Metal ion-mediated folding and catalysis of the Hammerhead ribozyme

The factors that determine RNA structure formation, stability, and dynamics are inexorably linked to RNA function. The Hammerhead ribozyme (HHRz) has long served as a model for studying metal-dependent folding and catalysis in RNA. The HHRz consists of three helices meeting at a common junction of conserved nucleotides that form the active site of the ribozyme. Current models of metal-dependent HHRz function involve a requirement for divalent metals to globally fold the ribozyme at low metal concentrations, followed by a second metal-dependent process which activates the HHRz for catalysis. The exact role of metal ions in activating HHRz catalysis is still a subject of investigation. We used 2-aminopurine substitutions near the active site of the ribozyme to determine if this second metal-dependent process involves a conformational rearrangement in the core of the ribozyme. We find evidence for a conformational change beyond global folding in the core of the ribozyme that not only correlates with metal activated catalysis but is also sensitive to the identity of the metal ions used for folding.

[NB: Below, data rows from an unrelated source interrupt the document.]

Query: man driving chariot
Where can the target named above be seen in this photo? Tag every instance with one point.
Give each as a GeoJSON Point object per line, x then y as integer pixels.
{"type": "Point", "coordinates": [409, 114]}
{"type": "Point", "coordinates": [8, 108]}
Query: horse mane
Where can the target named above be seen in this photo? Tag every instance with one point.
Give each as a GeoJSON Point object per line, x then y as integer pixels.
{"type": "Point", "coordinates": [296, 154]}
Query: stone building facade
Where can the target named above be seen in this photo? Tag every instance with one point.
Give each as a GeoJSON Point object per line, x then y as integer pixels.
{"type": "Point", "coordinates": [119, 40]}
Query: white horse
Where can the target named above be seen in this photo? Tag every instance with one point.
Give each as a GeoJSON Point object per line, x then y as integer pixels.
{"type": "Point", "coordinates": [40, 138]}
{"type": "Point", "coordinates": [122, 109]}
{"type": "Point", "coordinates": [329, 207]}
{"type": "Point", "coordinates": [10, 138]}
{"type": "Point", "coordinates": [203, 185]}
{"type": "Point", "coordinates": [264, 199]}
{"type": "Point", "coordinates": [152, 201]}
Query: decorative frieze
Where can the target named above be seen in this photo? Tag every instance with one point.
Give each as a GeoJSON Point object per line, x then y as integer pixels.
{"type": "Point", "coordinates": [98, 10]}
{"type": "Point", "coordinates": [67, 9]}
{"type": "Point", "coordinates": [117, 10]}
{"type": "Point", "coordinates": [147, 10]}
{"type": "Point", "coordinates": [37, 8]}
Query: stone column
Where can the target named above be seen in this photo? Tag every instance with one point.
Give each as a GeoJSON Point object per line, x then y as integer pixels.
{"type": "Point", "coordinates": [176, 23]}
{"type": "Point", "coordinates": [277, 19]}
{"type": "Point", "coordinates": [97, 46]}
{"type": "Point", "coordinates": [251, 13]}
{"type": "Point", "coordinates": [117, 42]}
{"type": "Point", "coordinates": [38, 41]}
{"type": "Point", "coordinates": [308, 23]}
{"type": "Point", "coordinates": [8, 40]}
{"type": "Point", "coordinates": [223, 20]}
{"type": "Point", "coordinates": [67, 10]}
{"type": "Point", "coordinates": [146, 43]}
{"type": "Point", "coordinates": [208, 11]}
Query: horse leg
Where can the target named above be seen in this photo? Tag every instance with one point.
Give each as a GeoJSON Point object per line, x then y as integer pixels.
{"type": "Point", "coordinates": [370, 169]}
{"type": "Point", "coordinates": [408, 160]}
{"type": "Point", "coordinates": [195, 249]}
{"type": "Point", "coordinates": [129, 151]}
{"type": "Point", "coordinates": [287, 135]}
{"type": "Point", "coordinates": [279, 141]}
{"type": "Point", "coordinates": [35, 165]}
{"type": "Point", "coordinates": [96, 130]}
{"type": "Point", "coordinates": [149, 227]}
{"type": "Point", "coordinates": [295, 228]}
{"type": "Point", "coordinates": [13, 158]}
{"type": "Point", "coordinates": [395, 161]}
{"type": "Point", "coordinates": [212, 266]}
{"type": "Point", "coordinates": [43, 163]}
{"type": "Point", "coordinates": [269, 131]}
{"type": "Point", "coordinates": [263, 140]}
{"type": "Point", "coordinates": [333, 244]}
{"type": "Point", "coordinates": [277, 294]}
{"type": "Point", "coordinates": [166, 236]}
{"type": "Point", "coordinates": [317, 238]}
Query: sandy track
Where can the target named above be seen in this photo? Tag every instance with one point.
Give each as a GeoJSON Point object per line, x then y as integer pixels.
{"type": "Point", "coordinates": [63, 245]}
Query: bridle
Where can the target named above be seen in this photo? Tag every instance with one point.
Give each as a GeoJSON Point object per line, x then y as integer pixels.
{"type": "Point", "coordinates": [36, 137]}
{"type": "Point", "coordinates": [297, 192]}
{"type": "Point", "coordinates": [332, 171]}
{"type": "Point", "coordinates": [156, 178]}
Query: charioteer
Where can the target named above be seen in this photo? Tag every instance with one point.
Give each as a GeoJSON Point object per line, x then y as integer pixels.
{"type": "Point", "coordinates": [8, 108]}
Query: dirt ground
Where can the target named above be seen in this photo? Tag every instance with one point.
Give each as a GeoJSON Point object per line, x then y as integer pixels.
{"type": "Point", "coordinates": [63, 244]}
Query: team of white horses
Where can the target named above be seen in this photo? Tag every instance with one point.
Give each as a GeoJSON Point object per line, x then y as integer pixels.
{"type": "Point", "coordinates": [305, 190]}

Though phosphorothioate substitutions indicate that a ground-state coordination of a catalytic metal to the scissile phosphate is required for efficient catalysis, our folding studies show that this coordination event is not absolutely required for folding of the HHRz core. To investigate possible roles for metal ions in general acid-base catalysis, we tested the pH dependence of the HHRz rate using a variety of metal ions. We find the pH dependent rate profile of the ribozyme is shifted by transition metal ions, whereas other group II metals show similar profiles to Mg2+. Combined these data suggest there is a non-specific requirement for divalent metal ions to fold the core of the ribozyme, while the specific characteristics of metal ions affect the architecture of the active site and dictate the effects of metals ions on the catalytic mechanism. This dissertation includes previously published and un-published co-authored material.